In 1980, The Members were sent out to flog At the Chelsea Nightclub in America, where their song, “Working Girl,” had found traction in the early days of MTV.
On separate U.S. tours, the group supported fellow New Wave performers Joe Jackson and The Thompson Twins. But Bennett realized The Members were on to something all their own when he was recognized by a gas station customer in the deep South.
“Haven’t I seen you on MTV?” the man asked.

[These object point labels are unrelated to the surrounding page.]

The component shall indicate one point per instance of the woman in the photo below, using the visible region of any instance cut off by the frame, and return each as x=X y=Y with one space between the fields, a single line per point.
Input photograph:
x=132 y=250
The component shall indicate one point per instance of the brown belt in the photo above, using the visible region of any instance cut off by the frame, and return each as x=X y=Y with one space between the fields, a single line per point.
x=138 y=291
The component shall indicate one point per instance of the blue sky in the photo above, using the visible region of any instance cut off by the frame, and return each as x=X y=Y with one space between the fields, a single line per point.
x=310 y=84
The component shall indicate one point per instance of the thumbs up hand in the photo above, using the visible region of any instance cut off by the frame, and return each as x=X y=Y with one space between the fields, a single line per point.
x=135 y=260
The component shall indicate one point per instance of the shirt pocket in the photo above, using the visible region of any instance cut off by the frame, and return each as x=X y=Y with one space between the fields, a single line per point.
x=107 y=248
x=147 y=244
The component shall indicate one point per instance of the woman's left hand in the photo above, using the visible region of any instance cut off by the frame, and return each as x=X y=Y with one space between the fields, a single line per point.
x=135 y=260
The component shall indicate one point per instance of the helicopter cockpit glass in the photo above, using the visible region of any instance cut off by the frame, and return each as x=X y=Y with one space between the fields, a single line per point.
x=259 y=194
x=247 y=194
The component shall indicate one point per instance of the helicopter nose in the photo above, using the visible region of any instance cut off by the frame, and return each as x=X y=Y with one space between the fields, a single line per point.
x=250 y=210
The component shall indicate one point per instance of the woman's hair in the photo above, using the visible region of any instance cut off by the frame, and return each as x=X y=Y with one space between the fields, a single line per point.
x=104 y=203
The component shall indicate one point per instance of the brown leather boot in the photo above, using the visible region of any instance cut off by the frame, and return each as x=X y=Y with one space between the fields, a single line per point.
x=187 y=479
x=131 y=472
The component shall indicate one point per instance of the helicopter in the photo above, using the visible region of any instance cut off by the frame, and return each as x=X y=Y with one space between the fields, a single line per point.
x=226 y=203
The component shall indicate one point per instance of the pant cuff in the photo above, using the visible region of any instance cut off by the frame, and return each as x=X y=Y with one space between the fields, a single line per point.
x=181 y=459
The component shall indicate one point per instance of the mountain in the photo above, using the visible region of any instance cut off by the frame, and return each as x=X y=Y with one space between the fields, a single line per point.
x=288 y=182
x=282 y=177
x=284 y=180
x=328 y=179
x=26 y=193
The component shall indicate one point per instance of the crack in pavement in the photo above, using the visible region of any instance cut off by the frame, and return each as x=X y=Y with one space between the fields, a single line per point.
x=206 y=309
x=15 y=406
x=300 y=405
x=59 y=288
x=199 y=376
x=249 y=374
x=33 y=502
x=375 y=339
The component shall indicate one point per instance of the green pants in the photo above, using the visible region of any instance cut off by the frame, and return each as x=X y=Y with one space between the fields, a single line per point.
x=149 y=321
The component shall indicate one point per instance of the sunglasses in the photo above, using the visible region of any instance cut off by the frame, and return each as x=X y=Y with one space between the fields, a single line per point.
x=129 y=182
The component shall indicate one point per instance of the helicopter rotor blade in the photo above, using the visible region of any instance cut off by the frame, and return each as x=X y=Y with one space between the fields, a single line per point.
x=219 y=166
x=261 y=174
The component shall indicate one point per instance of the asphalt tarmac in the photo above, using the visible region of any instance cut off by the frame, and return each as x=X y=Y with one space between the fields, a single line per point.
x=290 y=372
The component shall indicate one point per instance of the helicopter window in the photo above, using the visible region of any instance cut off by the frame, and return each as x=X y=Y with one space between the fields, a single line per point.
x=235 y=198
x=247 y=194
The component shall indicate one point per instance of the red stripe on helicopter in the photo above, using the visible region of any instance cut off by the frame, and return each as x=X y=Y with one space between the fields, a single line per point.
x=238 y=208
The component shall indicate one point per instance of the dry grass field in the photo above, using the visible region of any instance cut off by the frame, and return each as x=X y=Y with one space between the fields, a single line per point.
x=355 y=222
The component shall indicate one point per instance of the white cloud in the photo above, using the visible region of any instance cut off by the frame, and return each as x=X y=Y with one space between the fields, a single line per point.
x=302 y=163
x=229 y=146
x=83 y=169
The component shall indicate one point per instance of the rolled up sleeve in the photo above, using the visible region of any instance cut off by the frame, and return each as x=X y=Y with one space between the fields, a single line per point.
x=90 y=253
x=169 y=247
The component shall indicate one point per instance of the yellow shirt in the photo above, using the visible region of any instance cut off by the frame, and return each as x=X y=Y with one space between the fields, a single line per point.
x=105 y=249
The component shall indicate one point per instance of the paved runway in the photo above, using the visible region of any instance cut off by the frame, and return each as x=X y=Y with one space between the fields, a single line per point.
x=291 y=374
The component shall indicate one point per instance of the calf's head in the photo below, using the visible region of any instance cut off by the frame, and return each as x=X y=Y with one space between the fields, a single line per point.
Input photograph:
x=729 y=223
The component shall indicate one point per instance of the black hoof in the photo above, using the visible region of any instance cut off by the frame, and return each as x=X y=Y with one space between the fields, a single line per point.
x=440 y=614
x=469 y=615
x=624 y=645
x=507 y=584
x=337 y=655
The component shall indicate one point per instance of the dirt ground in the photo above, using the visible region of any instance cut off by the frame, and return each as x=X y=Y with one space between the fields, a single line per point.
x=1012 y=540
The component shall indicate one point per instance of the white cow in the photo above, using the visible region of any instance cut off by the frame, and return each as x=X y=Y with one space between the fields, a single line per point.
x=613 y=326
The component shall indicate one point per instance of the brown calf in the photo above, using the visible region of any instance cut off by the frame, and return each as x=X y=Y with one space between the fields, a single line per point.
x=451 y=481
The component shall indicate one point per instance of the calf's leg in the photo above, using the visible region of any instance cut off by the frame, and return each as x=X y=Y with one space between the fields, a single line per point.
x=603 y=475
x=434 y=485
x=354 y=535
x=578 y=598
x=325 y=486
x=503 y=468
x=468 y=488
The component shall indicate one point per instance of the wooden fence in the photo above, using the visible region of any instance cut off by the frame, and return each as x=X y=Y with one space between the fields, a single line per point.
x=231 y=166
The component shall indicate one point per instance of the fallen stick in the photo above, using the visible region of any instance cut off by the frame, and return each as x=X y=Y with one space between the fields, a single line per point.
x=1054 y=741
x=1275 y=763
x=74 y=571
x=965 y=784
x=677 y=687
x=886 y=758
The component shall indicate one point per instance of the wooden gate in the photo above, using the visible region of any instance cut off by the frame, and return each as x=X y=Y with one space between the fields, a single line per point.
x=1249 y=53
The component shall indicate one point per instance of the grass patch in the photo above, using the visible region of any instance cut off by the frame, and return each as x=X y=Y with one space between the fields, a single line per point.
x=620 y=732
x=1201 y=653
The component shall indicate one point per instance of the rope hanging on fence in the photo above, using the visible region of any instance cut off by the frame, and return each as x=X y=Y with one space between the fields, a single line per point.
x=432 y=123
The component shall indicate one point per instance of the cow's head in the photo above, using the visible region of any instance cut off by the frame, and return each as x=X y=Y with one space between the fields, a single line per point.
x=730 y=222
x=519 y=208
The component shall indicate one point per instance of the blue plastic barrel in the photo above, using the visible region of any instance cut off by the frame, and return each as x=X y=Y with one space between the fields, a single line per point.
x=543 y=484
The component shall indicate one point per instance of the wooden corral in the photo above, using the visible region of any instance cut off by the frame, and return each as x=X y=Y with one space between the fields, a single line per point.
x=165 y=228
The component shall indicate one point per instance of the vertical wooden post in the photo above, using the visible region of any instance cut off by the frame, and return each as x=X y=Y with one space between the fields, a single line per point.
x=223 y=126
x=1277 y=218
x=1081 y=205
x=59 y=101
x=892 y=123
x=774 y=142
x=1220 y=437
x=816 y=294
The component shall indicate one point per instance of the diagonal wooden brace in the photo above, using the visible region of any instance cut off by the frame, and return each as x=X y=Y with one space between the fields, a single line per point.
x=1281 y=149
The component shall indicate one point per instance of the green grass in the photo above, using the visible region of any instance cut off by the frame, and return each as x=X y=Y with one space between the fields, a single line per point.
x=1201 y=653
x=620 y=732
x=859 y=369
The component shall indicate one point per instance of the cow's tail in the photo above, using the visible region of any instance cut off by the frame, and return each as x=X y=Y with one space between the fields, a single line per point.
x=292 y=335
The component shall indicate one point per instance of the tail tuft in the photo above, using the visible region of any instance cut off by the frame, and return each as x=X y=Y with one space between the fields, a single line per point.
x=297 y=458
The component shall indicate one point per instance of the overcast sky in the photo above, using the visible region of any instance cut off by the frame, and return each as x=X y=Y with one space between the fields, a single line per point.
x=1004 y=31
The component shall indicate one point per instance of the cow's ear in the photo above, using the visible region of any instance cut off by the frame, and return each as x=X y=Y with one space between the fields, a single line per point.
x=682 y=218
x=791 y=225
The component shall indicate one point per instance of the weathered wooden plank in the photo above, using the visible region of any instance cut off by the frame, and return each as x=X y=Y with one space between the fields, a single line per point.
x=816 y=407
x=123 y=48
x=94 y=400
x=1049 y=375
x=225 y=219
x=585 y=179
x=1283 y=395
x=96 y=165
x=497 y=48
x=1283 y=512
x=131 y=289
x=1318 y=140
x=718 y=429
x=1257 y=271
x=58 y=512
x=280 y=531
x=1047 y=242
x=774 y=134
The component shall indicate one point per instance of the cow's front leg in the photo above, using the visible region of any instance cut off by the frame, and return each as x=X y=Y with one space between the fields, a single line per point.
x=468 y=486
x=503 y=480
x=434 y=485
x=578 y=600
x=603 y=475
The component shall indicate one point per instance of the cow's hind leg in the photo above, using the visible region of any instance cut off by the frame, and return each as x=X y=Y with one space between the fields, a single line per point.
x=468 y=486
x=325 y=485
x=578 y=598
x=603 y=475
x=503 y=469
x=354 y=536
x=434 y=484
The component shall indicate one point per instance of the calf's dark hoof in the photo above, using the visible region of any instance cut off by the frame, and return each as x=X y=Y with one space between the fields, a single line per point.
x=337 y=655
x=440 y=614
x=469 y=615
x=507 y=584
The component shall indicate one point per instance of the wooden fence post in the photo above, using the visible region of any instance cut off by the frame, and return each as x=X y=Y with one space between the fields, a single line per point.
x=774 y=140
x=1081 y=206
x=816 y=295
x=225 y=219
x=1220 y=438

“You get in heavy rotation on MTV, you’re going to get people coming [to see you play] wherever you are,” Bennett said. “Everyone was fighting for their video to be noticed.”
The band may have booked those tours on the strength of its video rotation, but on the road, The Members earned their following with high-energy stage performances.
In turn, the label worked them harder. They enjoyed the rock-star treatment in New York: big, black limos zipped them from JFK to The Palladium, where the likes of model-actress Anita Pallenberg were hanging out backstage. An aggressive schedule of commitments always followed.
“We’d play a gig, we’d be drenched with sweat, and think we were going to bed — and then be told we’re going on at The Mudd Club at 3 a.m.,” Bennett said.
“It was advantageous to them to have us working.”
Despite the sweat equity, Virgin dropped The Members after their initial contract, and its players scattered to other things. Bennett pushed through his disappointment, and then found work as a session musician.
Lillywhite brought him in to play with singers like Hugh Cornwell and Joan Armatrading. He found live gigs backing Julian Lennon on bass, touring the Valotte album. But in 1989, Bennett answered another trades ad for a guitarist, and found himself in with a second, seminal punk act: The Vibrators.
If The Members had schooled him on the rigors of touring, The Vibrators taught Bennett how to sustain a career on the road — one spanning more than three decades and several albums.
“Every year we did the whole of America — six weeks, 14,000 miles — with hardly any time off,” he said.
“We started in L.A., up to Seattle, across the Midwest at the top, hit the East Coast, then down to Florida, New Orleans, Texas, Vegas, and finished up in LA at the end of the year,” Bennett said. “Every year, for at least a decade.”
When The Vibrators finally called it quits during the novel coronavirus (COVID-19) pandemic, Bennett got their permission to revive the name in America, where he’s settled in Haddonfield with his wife, Cheryl.
He recruited a South Jersey rhythm section comprising bassist Dave Janney (of Creem Circus) and drummer Rick Eddy (of Blue Wave Theory). On Thursday, July 6, The Vibrators V2 debuts in its power-trio form at Kung Fu Necktie in Philadelphia.
Bennett promises a high-energy punk rock show to include “the cream of Vibrators songs” and “the very best of The Members.”
“We are pulling all the stops out to make it memorable, and it’s a taste of what’s to come,” he said.
The raw, disaffected anger in which the British punk scene was founded hasn’t been marshaled in the same way since, but Bennett believes in the “anachronism and nostalgia” of its spirit. For him, playing with The Vibrators V2 presents an opportunity to rekindle that spark with a new audience, and at a new stage in his life.
“When I turned 21, the thing that was happening was punk, and that’s when I got my break,” he said. “Music is never revolution; it’s evolution.”